Eden looked inland at the mountains and forests that she could not clearly remember ever crossing, only knowing that she was leaving behind the land from which she came. An impression of a journey, as if all that ever existed was the gray shore and the ocean that surrounded her, with the sailor rowing them both closer to the steamship that held fast with its furnace belching the green smoke through its stacks.
“Is it waiting for me?” Eden asked.
“Yes, just for you,” the sailor said.
Continuing to row, he smiled, his back bending and straightening with every pull. Sailing with the foam, rising and falling with the waves, approaching the ship until the small rowboat bumped against the ship’s hull.
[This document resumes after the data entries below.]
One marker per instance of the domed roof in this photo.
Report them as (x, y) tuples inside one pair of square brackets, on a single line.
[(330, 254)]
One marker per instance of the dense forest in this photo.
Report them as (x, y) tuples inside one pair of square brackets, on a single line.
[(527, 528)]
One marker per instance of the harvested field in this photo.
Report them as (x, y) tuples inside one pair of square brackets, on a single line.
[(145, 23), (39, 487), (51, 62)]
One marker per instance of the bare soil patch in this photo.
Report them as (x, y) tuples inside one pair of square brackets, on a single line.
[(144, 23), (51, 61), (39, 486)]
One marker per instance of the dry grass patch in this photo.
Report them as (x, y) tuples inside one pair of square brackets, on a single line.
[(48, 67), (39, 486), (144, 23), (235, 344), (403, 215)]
Eden reached out for the rungs of a rope ladder hanging over the edge. Grabbing the rungs, she began to climb to the deck with the help of the sailor holding her from behind.
“There you go,” he said.
She turned to look at the sailor, who had lifted her up, expecting to see the light skinned face with blue eyes, a face almost like hers, except he was gone and the rowboat that had carried her from the beach was empty, floating out abandoned to the rough sea, drifting on waves that carried it further away until it was lost on a shimmering surface, with sea birds gathering above it, swooping and lifting with the clouds and tides.